Configuration reference¶
Every key of the config.toml, by section. For a task-oriented walkthrough of
how to customize a config, start with Writing configs;
this page is the exhaustive listing.
A config is one TOML file. Each stage reads its parameters through a typed
accessor whose defaults are the single source of truth (the frozen *Params
dataclasses in src/deeperfly/config.py); the packaged
default_config.toml mirrors them exactly. An unknown key in a stage table is a
hard error that names the allowed keys. Performance-only knobs (batch_size,
decode_buffer, [io.image]) never invalidate a stage's cache; everything else
that affects a result does.
The top-level layout:
[[sources]] # footage globs (shared input)
[io.image] # image-sequence decode
[skeleton] # tracked points and limbs
[cameras.defaults] # rig geometry: shared defaults
[cameras.<name>] # rig geometry: per-view overrides
[pipeline] # which stages run
[pose2d] # 2D detection: knobs + detection plan sub-tables
[bundle_adjustment] # camera refinement
[pictorial_structures] # opt-in peak recovery
[triangulation] # 2D -> 3D
[visualization] # output videos
[[sources]] — footage¶
An array of tables; each names a footage glob matched inside the recording
directory. A source can feed several pathways and a visualization imshow panel.

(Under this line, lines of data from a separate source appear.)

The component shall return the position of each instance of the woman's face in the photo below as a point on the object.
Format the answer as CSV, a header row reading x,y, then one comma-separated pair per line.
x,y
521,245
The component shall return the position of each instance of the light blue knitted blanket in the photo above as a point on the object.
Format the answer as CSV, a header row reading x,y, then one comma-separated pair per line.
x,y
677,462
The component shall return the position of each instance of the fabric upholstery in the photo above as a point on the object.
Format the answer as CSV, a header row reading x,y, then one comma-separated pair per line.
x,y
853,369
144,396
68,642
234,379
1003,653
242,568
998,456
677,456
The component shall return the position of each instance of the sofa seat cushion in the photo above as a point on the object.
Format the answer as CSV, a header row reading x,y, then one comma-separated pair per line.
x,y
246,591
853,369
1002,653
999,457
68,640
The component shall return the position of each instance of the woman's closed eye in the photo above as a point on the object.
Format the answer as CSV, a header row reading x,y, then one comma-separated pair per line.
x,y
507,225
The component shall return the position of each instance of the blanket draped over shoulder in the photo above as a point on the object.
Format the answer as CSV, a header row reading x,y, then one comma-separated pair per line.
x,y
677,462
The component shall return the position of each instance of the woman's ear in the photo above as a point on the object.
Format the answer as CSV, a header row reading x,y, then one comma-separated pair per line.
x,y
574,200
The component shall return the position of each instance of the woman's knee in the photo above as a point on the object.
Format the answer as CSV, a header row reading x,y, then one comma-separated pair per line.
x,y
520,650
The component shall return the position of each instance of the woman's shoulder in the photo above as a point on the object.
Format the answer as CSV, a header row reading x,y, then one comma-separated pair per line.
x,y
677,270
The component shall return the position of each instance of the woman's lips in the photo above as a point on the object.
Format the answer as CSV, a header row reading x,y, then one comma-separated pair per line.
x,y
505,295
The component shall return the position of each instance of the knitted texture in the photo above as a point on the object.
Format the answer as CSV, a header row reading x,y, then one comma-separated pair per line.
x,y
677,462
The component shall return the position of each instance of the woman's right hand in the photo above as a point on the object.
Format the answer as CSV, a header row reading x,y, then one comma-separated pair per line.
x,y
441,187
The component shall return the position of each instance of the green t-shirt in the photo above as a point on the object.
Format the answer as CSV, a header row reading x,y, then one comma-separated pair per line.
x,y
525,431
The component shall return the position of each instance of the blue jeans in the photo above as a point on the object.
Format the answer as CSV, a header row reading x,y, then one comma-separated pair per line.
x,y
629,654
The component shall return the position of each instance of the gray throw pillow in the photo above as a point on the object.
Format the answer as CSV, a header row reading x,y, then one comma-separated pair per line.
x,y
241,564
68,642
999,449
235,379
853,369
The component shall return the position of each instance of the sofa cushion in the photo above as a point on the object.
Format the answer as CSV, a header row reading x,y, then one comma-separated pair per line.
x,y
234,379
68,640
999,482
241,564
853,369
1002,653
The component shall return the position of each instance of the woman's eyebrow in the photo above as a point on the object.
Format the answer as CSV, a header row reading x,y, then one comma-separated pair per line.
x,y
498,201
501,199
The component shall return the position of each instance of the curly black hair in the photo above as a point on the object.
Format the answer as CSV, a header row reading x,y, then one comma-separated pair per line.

| Key | Type | Default | Description |
|---|---|---|---|
name |
str | required | Source identifier (referenced by pathways and views). |
filename |
str | the name |
Glob inside the recording dir: a named file (camera_0.mp4), a bare prefix (camera_1 → camera_1*, a video or image sequence), or a wildcard. |
A source's footage is one video file or a naturally-sorted image sequence. A directory is a valid recording only when every source matches footage with the same file/frame count.
[io.image] — image decode¶
Video files use PyAV; image sequences use OpenCV. The only knob:
| Key | Type | Default | Description |
|---|---|---|---|
workers |
int | 0 |
Image-decode threads. 0 = auto (one per CPU). |
[skeleton] — tracked points¶
The tracked points and their structure. Omit the section entirely to use the default 38-point fly skeleton.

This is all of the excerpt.